WASHINGTON: Sequestration and other Pentagon budget woes have been complicated by “neo-isolationists on the far left and far right, and members who are out of touch with what is going on in the world,” Sen. John McCain told several hundred journalists and defense industry officials today.

America needs lawmakers “who understand we live in a very dangerous world,” McCain said at a conference this morning put on by McAleese & Associates and Credit Suisse. [Click here for full coverage] A longtime and dedicated supporter of the authorization process by which defense policy is set by the Senate and House Armed Services committees, McCain said Capitol Hill must return to regular defense budget approval. That means passing a defense appropriations bill every year and passing a defense authorization bill every year. But that won’t happen until the current pattern is broken.

The key to breaking the cycle of the last five years of congressional dysfunction is probably a “grand bargain” deal that solves sequestration and stops the recurring tale of stalemate and inaction, McCain said.

And the veteran GOP senator said he saw signs of hope, citing last week’s dinner with President Obama and the president’s plan to visit the Hill again this week. A senior administration official agreed that there’s been a change in tone heard on the Hill, one that reflects rationality and desire for compromise more than the mindless partisanship we’ve seen over the last four years.

One thing helping that shift is something McCain noted. “There is a growing appreciation amongst members of Congress about the low esteem in which we are held,” he said, noting members rank below colonoscopies in terms of popularity. With an approval rate of 11 percent, about the only people who still think members of Congress are worthwhile is “down to paid staffers and blood relatives.”

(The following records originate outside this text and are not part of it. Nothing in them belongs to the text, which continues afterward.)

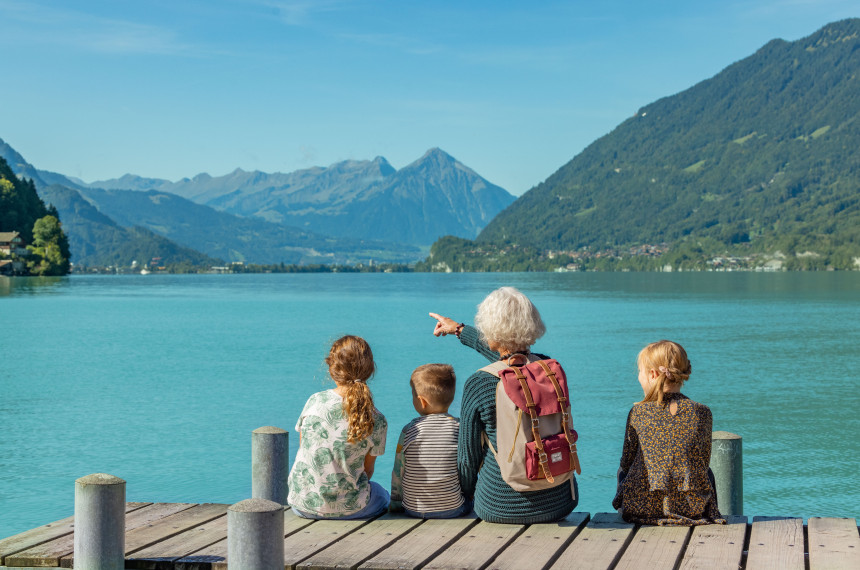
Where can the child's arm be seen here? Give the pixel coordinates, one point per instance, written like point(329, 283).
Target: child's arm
point(396, 504)
point(631, 445)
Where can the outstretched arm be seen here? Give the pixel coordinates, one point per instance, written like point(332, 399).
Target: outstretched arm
point(468, 335)
point(396, 504)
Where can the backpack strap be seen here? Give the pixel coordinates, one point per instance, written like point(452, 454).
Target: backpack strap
point(542, 457)
point(566, 422)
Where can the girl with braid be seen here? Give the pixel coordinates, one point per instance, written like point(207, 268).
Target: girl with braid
point(341, 434)
point(664, 477)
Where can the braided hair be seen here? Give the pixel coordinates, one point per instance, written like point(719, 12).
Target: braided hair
point(670, 361)
point(350, 364)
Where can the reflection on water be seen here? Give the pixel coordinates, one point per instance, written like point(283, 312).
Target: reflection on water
point(31, 285)
point(160, 379)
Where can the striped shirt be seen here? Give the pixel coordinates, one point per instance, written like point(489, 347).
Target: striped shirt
point(425, 468)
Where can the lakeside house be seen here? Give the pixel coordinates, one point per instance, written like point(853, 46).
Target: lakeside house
point(11, 243)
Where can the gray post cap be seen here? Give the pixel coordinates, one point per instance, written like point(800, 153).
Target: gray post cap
point(724, 435)
point(255, 506)
point(100, 479)
point(269, 429)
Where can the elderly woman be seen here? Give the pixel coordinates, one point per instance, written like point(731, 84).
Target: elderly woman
point(506, 323)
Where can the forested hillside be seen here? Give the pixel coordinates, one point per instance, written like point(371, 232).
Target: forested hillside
point(762, 158)
point(22, 211)
point(98, 241)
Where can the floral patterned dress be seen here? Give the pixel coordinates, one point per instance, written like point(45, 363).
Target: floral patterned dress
point(328, 475)
point(663, 478)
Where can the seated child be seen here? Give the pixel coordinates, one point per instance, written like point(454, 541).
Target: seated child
point(664, 477)
point(340, 435)
point(424, 482)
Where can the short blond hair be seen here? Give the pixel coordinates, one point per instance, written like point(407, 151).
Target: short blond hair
point(670, 361)
point(436, 383)
point(508, 318)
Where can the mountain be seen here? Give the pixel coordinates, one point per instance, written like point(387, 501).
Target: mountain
point(434, 196)
point(97, 240)
point(114, 227)
point(761, 157)
point(234, 238)
point(24, 169)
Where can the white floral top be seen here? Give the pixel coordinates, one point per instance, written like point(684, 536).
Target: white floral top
point(328, 475)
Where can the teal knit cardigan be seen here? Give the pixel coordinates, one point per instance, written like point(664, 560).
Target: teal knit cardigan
point(480, 478)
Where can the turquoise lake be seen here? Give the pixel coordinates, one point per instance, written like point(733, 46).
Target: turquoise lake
point(161, 379)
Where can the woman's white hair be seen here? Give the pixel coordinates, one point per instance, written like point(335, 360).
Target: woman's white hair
point(509, 319)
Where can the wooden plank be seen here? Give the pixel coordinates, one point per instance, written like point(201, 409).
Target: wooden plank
point(655, 547)
point(833, 543)
point(164, 528)
point(776, 543)
point(314, 538)
point(162, 555)
point(422, 544)
point(478, 547)
point(716, 546)
point(364, 543)
point(599, 545)
point(216, 553)
point(50, 553)
point(540, 544)
point(46, 533)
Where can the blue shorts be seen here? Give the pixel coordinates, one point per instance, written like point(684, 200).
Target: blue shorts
point(463, 509)
point(377, 505)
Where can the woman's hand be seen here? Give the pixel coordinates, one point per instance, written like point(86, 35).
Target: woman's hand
point(444, 325)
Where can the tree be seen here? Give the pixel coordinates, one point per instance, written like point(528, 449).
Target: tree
point(50, 248)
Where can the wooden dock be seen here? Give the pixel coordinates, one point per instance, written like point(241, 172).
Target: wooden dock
point(194, 537)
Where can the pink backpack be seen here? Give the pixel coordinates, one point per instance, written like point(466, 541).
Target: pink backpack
point(533, 422)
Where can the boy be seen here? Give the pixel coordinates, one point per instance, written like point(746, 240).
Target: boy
point(425, 483)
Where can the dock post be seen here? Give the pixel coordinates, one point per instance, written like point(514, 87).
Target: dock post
point(255, 535)
point(99, 522)
point(270, 452)
point(728, 468)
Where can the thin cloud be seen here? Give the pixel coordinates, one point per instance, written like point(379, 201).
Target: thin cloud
point(399, 42)
point(302, 12)
point(44, 25)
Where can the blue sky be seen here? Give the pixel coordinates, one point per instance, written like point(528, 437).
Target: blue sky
point(168, 89)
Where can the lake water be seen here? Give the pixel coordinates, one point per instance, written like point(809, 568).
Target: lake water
point(160, 380)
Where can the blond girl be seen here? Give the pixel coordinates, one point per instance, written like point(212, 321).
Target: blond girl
point(664, 477)
point(341, 434)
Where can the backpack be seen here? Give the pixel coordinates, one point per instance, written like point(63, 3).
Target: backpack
point(542, 449)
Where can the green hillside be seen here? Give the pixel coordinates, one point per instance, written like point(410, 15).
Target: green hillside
point(22, 211)
point(97, 241)
point(762, 158)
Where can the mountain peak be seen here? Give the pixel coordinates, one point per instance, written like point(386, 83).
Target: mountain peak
point(437, 153)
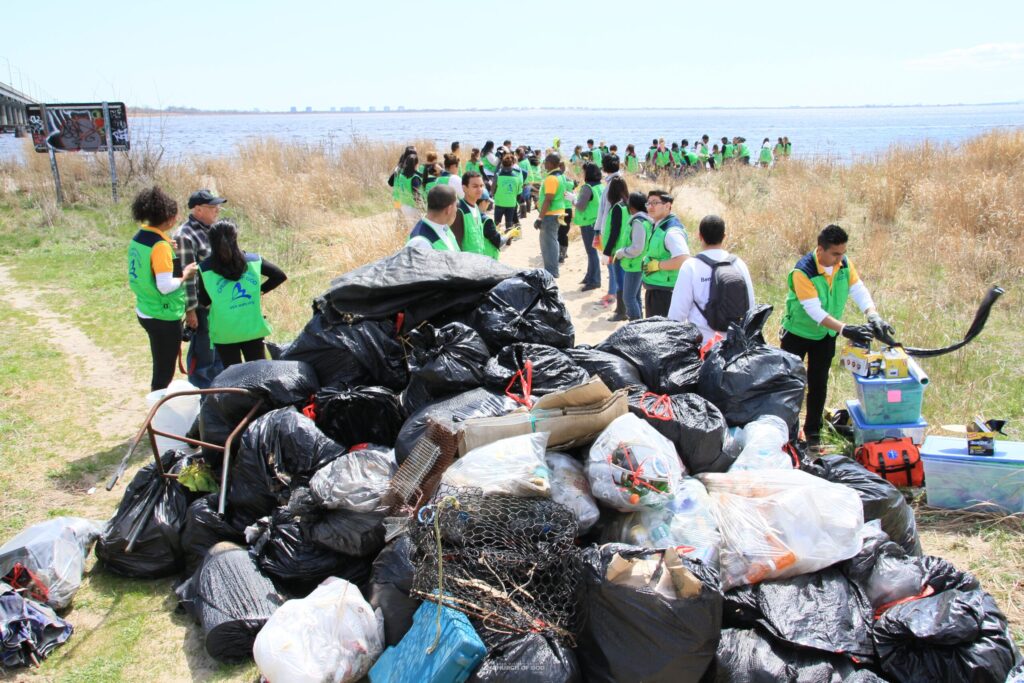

But the chasm between the Senate, where rationality and comity are more common attributes, and the House, where neo-isolationists in both parties and deeply irrational partisans are more common, makes a deal difficult. Case in point: the Senate Appropriations Committee’s version of the Continuing Resolution released last night. McCain noted that the House version includes earmarks “and special interest set-asides” for 59 programs worth $6.4 billion. The Senate bill includes no earmarks. The Senate usually wins these funding battles in the long run, but that “grand bargain” may have to come first.